« Hikikomorie, dans le silence de ma chambre » de Sophie Carquain, lauréat du Prix Mauvaises Graines

Titre : Hikikomorie, dans le silence de ma chambre

Autrice : Sophie Carquain

Éditions : Albin Michel

Publication : 25 Septembre 2024

Genre : Roman Contemporain Adolescent

Thèmes : Santé mentale, Lycée, Deuil, Amour, Famille, Isolement

Pages : 312


Résumé :

Sasha est une hikikomori : comme des milliers de jeunes, cela fait des mois qu’elle n’a pas mis le pied hors de sa chambre, ni croisé un regard. Bientôt, elle fêtera ses 16 ans, mais impossible pour elle de rejoindre sa famille pour déguster le traditionnel gâteau. Que s’est-il passé pour qu’elle s’enferme telle une princesse dans son donjon ? Pour qu’elle ait si peur de sortir ? Comment retrouver la Sasha joyeuse, fêtarde, libre ? Dans sa chambre, Sasha laisse venir à elle les souvenirs, les nouveaux amis, la tendresse.
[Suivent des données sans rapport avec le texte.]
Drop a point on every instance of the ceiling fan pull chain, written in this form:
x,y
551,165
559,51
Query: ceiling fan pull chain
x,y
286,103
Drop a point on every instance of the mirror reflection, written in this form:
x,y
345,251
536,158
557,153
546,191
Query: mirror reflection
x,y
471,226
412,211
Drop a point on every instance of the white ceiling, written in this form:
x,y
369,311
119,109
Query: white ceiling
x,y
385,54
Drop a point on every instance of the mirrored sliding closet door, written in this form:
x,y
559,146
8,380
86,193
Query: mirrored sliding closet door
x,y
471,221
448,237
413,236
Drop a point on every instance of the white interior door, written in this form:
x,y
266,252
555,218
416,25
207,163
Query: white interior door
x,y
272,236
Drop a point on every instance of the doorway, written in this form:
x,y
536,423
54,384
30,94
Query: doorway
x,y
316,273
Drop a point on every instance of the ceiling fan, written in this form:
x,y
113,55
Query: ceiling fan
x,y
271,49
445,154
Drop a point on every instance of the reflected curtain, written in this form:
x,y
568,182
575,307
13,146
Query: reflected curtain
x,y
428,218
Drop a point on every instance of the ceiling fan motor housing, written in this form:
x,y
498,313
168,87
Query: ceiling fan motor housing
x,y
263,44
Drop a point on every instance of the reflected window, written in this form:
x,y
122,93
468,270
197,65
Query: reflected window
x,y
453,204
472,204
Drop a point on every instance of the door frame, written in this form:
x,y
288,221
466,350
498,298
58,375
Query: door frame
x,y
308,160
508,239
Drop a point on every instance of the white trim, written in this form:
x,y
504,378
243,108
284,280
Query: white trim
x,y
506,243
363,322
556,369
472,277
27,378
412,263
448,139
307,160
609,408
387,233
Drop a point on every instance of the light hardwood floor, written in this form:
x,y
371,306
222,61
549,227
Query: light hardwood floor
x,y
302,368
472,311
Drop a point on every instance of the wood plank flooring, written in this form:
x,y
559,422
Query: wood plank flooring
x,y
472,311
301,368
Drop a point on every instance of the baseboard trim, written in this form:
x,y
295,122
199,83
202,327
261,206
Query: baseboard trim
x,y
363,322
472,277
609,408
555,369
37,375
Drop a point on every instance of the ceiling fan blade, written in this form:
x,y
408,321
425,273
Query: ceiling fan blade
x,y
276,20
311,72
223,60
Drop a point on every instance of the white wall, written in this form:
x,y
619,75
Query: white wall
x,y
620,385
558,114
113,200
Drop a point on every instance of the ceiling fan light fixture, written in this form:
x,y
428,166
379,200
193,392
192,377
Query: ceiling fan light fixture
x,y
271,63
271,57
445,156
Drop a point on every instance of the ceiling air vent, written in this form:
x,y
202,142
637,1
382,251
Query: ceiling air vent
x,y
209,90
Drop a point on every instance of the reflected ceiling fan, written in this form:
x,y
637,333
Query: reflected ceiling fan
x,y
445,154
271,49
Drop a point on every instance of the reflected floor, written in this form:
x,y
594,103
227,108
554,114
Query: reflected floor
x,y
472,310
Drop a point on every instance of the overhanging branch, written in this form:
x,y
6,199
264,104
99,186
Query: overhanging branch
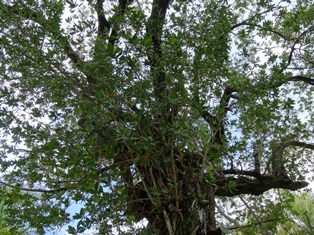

Parviendra-t-elle à reprendre le cours de sa vie ?


Mon avis :

Découvert dans le cadre du prix Mauvaises Graines, dont il est le lauréat, « Hikikomorie, dans le silence de ma chambre » est un roman sensible par les sujets qu’il met en lumière et la souffrance qu’il partage. Avec « Hikkikomorie », Sophie Carmin livre un texte intimiste sur le mal-être d’une adolescente et offre un regard compréhensif sur une pathologie méconnue…

Sasha a 16 ans et ne sort plus de sa chambre depuis de nombreux mois. Elle est une Hikikomorie. A travers une alternance de temporalité, Sophie Carquain souligne l’anxiété, le harcèlement et les événements ayant conduits la jeune femme à ne plus parvenir à passer le pas de sa porte. Car quelques mois plus tôt, poussée par son père, Sasha fait sa rentrée dans un lycée sélectif… Son quotidien bascule, seule la perspective du voyage scolaire à Berlin – au sein duquel elle connaitra le grand amour mais aussi une extreme souffrance – maintient la jeune fille la tête hors de l’eau…

Le roman se construit avec sensibilité, s’étoffe et s’enrichit pages après pages pour offrir un regard touchant sur la pathologie de la jeune femme. Avec intelligence, « Hikikomorie, dans le silence de ma chambre » parvient aussi à rendre compte de la souffrance partagée par les proches. La famille de Sasha est omniprésente, mettant en exergue une dualité complexe : la volonté de comprendre Sasha mais l’envie irrépressible, parfois violence de la faire sortir de son isolement.

Par sa plume et le rythme de sa narration, Sophie Carmin parvient à captiver son lecteur, et ce, malgré l’aspect proche du huis-clos induit par le contexte du roman. « Hikikomorie, dans le silence de ma chambre » est une belle découverte, portée par l’alternance entre présent et flashback, qui offrent un regard constructif sur la situation de Sasha, son renfermement.